3. Build environment

Blammo spins up an ephemeral environment for your app:

  • Docker (default) — builds a container with your app and any required services (database, cache)
  • Kubernetes — for Team plans, uses Kaniko for rootless builds and gVisor for runtime isolation

The environment includes your database, seeded with any migrations it finds.

4. Health check

Before testing, Blammo waits for your app to be ready by polling the health endpoint until it responds with a 200.

5. Discover routes

Blammo discovers every route in your application using framework-specific route discovery:

  • Next.js app/ and pages/ directories
  • Nuxt pages/ directory
  • Remix app/routes/ directory
  • SvelteKit src/routes/ directory

For unknown frameworks, it crawls from the root page and follows links.

6. Crawl and screenshot

Each discovered route is visited in a headless browser. Blammo captures:

  • HTTP status code
  • Response time
  • Console errors and warnings
  • Full-page screenshot

7. Capture evidence

Screenshots are saved for any route that returns errors, console warnings, or unexpected behavior.
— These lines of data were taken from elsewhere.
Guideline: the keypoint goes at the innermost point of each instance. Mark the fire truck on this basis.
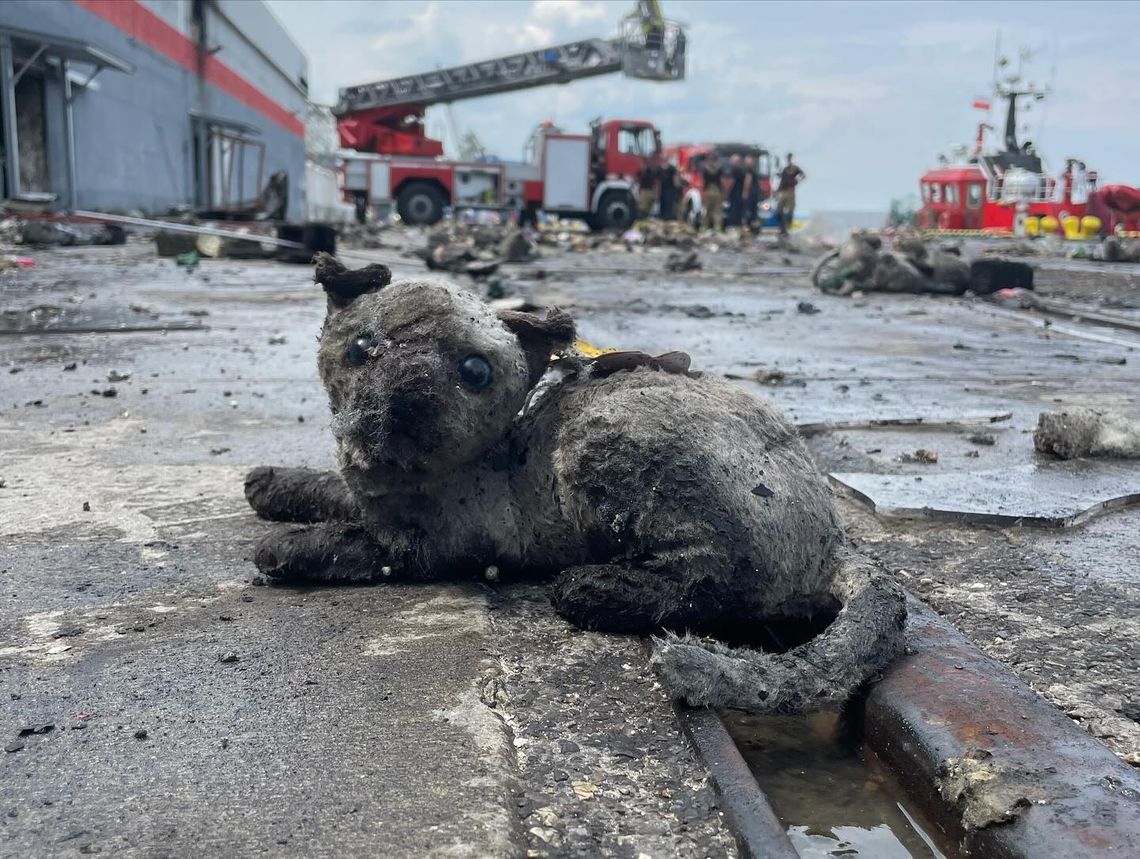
(591, 176)
(1009, 191)
(690, 160)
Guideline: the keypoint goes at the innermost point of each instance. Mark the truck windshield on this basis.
(637, 140)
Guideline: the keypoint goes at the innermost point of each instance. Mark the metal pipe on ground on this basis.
(1003, 771)
(747, 811)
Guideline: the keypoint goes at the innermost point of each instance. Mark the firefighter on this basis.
(646, 187)
(735, 217)
(751, 195)
(786, 197)
(711, 193)
(670, 190)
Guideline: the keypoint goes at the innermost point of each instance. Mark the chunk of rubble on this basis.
(683, 261)
(1080, 432)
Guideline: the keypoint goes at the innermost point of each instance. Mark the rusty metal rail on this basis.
(747, 812)
(1004, 772)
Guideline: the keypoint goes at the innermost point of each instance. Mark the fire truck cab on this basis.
(591, 176)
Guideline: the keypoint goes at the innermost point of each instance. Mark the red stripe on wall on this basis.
(141, 24)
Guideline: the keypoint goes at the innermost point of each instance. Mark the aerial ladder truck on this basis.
(591, 176)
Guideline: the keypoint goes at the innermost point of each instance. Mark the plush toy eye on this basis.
(474, 373)
(357, 352)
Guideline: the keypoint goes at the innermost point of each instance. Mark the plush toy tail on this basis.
(820, 675)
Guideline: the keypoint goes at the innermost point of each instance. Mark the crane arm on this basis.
(558, 64)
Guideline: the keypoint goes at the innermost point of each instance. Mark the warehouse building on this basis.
(152, 106)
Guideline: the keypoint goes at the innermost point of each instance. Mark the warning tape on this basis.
(971, 234)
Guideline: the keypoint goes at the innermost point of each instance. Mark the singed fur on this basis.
(658, 501)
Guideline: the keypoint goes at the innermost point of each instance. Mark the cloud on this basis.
(573, 13)
(866, 95)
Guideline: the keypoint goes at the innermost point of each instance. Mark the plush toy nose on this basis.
(408, 409)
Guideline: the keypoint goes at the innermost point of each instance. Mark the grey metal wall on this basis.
(133, 146)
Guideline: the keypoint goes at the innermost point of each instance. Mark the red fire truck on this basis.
(591, 176)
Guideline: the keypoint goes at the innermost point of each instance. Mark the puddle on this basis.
(835, 798)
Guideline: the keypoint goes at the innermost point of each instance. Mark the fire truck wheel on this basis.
(420, 203)
(616, 211)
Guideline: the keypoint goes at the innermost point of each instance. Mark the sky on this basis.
(866, 95)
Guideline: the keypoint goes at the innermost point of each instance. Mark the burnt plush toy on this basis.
(656, 500)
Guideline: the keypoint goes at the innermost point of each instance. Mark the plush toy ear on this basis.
(538, 336)
(343, 286)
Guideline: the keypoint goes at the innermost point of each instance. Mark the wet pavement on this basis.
(465, 720)
(1058, 606)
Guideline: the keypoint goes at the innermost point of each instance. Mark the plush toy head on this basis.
(423, 376)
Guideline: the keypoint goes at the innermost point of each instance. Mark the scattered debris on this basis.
(516, 247)
(8, 262)
(1088, 433)
(776, 377)
(927, 457)
(181, 245)
(911, 266)
(683, 261)
(1117, 250)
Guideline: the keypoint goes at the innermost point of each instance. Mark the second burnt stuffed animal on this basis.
(657, 501)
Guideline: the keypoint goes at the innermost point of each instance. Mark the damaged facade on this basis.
(172, 104)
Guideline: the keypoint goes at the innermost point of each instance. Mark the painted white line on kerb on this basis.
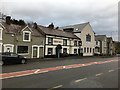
(111, 70)
(37, 71)
(80, 80)
(23, 75)
(57, 86)
(98, 74)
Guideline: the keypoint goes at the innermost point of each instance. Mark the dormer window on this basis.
(88, 38)
(26, 36)
(0, 34)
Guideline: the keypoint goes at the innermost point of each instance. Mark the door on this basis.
(0, 47)
(8, 48)
(35, 52)
(41, 54)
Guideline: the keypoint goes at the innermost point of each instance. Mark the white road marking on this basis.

You see exactly what your users would see.

8. Interactive testing

On Pro and Team plans, Blammo’s AI explorer clicks through your app:

  • Discovers interactive elements (buttons, forms, links)
  • Tests common user flows
  • Records successful flows for replay on future builds

9. Report

Results are posted as a comment on your pull request with a summary table showing every route’s status, screenshots of failures, and any errors found.